The Identity Cards Act specifies fifty categories of information that the National Identity Register (NIR) can hold on each citizen, including fingerprints, digitised facial and iris scans, current and past UK and overseas places of residence, and work permit details. NO2ID Hammersmith and Fulham team leader Brian Mooney explained that the scheme does not just intrude citizens’ lives in the way that the Government does already, but it also enables authorities to search across and link databases holding sensitive information.
“There’s even talk about car tracking. That is totally out of line of what we’re used to in this country. Everything you want to be able to clone an identity will be in place through this new system,” Mr Mooney said.

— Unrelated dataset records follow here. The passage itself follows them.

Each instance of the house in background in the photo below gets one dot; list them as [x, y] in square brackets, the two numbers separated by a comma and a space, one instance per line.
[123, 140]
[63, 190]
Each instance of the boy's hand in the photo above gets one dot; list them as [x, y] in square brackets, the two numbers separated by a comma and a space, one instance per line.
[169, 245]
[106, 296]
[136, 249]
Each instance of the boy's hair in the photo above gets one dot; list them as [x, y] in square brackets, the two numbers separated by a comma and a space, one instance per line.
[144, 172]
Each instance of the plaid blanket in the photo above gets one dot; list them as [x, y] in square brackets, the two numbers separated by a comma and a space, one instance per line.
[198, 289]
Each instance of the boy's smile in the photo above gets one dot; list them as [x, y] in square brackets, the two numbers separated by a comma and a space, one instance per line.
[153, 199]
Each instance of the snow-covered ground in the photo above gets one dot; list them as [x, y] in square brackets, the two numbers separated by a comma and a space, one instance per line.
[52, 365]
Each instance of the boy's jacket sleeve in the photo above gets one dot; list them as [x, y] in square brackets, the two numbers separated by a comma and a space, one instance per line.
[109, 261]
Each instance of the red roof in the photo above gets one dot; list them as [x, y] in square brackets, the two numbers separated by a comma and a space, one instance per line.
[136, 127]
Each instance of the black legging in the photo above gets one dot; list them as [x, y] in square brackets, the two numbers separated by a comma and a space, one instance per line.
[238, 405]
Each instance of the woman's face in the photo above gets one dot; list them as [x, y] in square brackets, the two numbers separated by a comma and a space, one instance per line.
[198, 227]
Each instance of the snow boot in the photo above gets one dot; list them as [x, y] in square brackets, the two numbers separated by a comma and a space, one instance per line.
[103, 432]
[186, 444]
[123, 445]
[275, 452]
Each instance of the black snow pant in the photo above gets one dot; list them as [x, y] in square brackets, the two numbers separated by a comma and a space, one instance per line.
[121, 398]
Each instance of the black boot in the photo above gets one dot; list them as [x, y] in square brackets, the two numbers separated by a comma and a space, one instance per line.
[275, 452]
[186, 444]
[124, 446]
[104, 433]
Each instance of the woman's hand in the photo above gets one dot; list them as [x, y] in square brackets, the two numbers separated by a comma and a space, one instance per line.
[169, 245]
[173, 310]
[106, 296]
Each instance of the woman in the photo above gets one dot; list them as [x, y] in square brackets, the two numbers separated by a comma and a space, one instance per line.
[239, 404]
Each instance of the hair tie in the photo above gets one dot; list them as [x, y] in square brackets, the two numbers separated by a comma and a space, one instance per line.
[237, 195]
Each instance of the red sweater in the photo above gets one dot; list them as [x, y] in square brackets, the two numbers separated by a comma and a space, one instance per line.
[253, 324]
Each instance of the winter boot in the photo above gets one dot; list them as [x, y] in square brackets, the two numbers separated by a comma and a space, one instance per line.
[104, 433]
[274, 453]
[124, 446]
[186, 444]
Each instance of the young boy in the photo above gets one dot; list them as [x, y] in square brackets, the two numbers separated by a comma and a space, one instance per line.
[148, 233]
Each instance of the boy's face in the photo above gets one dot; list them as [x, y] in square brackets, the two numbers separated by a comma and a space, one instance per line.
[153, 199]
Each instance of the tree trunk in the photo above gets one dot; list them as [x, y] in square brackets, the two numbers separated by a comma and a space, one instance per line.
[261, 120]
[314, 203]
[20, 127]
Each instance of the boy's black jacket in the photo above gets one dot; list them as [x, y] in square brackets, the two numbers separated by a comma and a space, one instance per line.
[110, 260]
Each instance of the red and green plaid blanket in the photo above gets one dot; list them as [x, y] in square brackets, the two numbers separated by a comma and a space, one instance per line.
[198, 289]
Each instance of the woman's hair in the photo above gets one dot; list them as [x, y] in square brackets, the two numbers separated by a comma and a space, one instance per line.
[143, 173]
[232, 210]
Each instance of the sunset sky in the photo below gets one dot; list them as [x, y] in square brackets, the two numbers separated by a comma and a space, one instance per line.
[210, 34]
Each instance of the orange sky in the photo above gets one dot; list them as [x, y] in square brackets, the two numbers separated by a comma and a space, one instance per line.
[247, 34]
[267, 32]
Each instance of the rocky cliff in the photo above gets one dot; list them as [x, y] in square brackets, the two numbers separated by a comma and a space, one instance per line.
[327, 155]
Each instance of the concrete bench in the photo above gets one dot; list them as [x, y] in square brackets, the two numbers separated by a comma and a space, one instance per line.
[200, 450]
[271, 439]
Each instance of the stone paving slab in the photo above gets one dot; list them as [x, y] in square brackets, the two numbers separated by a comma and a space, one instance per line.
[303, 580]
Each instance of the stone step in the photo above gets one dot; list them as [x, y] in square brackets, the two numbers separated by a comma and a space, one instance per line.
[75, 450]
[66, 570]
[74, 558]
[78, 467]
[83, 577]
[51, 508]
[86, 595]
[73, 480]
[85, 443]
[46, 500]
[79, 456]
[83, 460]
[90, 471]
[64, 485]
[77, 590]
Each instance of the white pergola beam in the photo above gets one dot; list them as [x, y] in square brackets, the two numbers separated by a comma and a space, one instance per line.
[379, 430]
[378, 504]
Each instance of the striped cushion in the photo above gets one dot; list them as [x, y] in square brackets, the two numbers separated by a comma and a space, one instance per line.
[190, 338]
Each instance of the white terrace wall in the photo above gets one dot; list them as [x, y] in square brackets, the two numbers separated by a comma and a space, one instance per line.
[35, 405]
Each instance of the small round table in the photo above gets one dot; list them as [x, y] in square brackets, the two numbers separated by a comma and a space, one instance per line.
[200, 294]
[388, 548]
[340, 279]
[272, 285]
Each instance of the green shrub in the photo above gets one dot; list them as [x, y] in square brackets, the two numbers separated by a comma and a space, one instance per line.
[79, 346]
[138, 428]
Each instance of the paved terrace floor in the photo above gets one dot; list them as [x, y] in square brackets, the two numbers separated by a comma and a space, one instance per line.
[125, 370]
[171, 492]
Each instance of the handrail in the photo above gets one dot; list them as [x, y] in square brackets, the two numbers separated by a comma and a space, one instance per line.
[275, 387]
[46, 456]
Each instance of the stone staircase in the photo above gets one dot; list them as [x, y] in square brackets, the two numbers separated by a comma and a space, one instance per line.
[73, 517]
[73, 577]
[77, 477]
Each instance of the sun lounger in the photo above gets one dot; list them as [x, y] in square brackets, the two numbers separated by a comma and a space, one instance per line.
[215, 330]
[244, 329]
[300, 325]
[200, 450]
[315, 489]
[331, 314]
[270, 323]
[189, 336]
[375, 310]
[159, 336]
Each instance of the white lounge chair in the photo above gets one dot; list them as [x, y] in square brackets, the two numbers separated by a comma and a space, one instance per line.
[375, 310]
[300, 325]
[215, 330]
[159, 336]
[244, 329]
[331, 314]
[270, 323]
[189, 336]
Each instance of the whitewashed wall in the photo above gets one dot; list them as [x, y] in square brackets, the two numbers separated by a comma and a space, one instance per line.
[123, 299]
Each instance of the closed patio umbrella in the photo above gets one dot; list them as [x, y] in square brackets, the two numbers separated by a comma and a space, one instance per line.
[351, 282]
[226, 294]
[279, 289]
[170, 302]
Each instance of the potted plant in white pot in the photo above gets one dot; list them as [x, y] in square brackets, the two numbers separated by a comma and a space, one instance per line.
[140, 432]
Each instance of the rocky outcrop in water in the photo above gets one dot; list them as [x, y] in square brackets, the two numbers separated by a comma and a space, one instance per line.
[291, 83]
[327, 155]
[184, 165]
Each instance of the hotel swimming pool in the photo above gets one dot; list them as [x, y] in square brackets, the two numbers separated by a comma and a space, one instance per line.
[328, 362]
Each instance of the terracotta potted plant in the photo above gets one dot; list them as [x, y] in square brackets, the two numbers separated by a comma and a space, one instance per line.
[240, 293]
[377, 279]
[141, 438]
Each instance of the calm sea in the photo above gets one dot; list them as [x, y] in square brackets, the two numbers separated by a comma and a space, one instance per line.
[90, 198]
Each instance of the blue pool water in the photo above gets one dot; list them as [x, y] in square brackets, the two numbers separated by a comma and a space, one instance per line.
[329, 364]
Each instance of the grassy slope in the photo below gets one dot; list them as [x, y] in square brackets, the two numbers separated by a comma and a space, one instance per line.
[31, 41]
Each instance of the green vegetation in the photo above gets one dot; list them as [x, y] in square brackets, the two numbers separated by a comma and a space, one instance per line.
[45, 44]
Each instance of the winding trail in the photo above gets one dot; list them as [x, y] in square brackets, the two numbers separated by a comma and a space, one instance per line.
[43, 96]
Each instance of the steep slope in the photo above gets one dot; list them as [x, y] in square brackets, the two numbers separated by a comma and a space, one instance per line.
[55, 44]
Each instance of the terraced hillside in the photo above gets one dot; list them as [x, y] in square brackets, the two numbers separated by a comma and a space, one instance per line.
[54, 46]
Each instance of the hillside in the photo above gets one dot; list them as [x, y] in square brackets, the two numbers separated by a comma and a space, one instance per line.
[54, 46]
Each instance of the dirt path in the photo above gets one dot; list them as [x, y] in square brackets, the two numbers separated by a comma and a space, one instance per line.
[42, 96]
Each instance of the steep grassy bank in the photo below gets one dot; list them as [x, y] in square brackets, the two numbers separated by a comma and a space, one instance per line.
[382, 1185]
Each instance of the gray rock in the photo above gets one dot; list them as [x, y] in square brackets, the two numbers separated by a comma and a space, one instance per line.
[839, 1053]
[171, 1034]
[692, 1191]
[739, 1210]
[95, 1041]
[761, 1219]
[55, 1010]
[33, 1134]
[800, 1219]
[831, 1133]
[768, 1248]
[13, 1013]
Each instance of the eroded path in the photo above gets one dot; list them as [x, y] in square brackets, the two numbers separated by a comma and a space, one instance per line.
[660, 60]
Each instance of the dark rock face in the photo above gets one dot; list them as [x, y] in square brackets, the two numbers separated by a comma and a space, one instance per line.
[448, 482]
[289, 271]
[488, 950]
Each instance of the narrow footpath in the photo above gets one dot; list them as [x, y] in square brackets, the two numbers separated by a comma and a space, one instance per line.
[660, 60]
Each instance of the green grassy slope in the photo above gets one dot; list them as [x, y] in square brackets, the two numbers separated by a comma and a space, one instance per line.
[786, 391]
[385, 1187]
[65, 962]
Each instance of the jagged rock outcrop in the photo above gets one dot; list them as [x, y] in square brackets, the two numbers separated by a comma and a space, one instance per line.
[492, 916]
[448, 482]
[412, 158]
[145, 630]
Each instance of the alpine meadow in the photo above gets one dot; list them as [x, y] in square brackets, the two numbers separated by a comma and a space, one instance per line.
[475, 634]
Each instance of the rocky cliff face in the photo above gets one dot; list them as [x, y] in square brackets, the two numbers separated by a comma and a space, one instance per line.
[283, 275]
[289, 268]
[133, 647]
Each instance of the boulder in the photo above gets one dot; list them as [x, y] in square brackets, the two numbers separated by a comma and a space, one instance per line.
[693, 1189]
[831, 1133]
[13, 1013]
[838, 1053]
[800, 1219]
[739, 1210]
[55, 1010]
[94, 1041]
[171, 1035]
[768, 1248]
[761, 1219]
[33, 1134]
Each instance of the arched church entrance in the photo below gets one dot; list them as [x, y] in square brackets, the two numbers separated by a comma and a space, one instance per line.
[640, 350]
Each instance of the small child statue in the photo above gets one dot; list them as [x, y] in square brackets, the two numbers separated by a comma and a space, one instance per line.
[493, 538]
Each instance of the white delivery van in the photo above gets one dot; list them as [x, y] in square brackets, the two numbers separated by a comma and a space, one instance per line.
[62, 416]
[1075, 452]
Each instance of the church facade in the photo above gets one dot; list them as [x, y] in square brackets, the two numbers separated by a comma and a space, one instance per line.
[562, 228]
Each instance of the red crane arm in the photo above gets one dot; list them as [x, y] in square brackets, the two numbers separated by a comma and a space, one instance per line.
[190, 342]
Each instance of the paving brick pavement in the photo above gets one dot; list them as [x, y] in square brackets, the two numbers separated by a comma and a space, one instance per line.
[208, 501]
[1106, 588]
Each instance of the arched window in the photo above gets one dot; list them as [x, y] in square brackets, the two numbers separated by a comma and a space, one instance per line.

According to NO2ID, the multi-billion pound scheme is the Government’s attempt to use computers to manage society by watching people, and will lead to officials poking into people’s private life more than ever before.
A serious concern is the unprecedented access that the private sector, like insurance companies, could get to all this personal information, also hindering job prospects and financial borrowings in the long run.
The Home Office declined to give any comment.
Their website, however, states that ‘Government agencies and private businesses will be able to check the information held on the national identity register, in order to help them establish the identity of their customers and staff.
For example, you may be asked to prove your identity when opening a bank account or registering with a doctor.’ Every registered individual will also be obligated to notify the Government of any change in their details.
A failure to do so could lead to a fine being imposed. NO2ID has eight groups of activists around London and several others around the country, who hold meetings every month to organise stalls in public arenas to promote their cause.
Their next stalls in London are to be held on 21 and 25 of June outside The Roundhouse on Chalk Farm Road in Camden at 6.30pm.